もちろんリィはそんな先の事など知らないし考えてもいない。しかし世の中は計算で成り立っているものもある。

  「もちろんリィ様のご両親はそんなお気持ちは全くなかったはずです。ただ
   それをそうとらえる人もいるのだと…。」

サランはリィの手を取りにっこり笑った。

  「あなた様が慣れない仕事を一生懸命こなし総統に尽くしている事は私が一番
   よくわかっています。総統も飾らないあなた様だから寝室に入る事を許したと
   思います。寝室は一番気持ちの安らぐ場所…一番危険な場所でもあるのです。
   総統の寝室はほんの限られた人間しか入る事はできません。タラン様と私、
   そしてあなた…。後は護衛兵だけです。今まで女性で寝室に入る事を許され
   ていたのは私だけ。

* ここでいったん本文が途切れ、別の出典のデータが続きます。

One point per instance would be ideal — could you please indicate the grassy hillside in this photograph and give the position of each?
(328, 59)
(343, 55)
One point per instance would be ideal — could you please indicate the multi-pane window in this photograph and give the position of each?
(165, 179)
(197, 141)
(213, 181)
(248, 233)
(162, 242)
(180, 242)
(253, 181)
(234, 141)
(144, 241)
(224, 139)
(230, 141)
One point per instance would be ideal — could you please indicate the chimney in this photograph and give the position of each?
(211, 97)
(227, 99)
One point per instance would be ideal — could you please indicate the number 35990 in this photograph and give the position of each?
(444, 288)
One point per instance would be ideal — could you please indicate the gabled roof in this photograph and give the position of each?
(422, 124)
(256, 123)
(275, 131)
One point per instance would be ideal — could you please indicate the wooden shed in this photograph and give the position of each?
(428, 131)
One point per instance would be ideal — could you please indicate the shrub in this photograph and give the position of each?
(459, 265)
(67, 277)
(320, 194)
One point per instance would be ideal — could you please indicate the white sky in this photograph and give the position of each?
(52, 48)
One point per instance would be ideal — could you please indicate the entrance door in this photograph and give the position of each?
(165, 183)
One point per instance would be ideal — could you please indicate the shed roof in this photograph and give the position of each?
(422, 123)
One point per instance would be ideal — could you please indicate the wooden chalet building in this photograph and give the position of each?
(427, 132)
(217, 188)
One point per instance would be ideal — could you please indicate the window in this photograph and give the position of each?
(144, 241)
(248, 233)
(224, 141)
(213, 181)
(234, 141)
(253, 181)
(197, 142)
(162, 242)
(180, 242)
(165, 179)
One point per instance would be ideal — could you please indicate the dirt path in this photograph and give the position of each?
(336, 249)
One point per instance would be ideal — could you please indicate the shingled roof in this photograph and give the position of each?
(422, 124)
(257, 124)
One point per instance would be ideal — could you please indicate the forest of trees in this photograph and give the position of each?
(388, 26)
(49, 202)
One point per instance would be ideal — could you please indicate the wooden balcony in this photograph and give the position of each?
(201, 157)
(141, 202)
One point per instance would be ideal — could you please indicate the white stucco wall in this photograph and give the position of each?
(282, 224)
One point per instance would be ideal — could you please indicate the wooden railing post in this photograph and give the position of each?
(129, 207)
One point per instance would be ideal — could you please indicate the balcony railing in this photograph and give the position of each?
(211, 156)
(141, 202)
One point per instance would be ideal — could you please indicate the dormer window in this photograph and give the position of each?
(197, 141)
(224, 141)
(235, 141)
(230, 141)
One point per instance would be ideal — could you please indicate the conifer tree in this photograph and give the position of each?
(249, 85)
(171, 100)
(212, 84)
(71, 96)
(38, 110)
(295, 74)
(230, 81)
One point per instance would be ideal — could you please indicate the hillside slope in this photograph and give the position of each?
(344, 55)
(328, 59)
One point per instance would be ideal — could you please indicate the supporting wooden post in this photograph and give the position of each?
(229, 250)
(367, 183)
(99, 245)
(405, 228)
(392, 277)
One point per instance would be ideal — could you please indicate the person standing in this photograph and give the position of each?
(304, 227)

」(サラン)
  「あの、今まで聞こうと思いながら聞けなかったのですがサラン様は総統と
   どのようなご関係で?」

寝室に入れる、という事はそれなりの関係かとリィは思っていた。

  「総統と私ですか?総統のお母様と私の母が姉妹でございます。故、総統は
   私の従弟になるんです。幼い時はよく一緒に遊びました。遊びだけでなく勉強も
   ご一緒しました。でも総統の父君…前総統がお亡くなりになられて総統は
   お忙しくなりました。私の父が植民地の統制を執るために派遣されそれ以降、
   総統にはお会いになっていません。私の父は総統と合流したのはヤマトと
   二度目の戦いをした時…その後私の父はイスカンダルを護るために戦って
   命を落としました。」

リィはサランの告白に驚くだけだった。

  「母は植民地で病にかかり病死…身寄りのいなくなってしまった私を総統が
   呼んでくださいました。何もしなくていいと言われましたがさすがにそれは
   できない、と(にっこり笑う)なので侍従の仕事を始めたんです。もちろん
   総統は止めなさいと言いました。まぁ普通に考えたら母方とはいえ親戚に
   あたるんですからふんぞり返ってても総統は文句言わなかったと思います。
   だけど周りから見たら母方の血の繋がり程度で、としか捉えないのです。
   当時侍従頭が私の母の事をよく御存じの方で…引退を考えていると伺い私に
   その仕事をさせてほしいと申し出て今があります。」

リィはすごい、と思った。自分は父方で王家の血を引く者…それに高をくくっていた張本人…とても恥ずかしくなってしまった。

  「サラン様…。」(リィ)
  「リィ様…昨日、総統とどのようなお話をされましたか?」

サランがにこやかに聞いて来た。

  「あ、あの…昨日の事、とか…いろんなことを話しました。とても楽しくて
   時間が過ぎるのがわからない程でした。」

就寝前の酒を運ぶだけでなかなか帰ってこなかった事にどう理由をつけていいか判らずたどたどしくそう答えた。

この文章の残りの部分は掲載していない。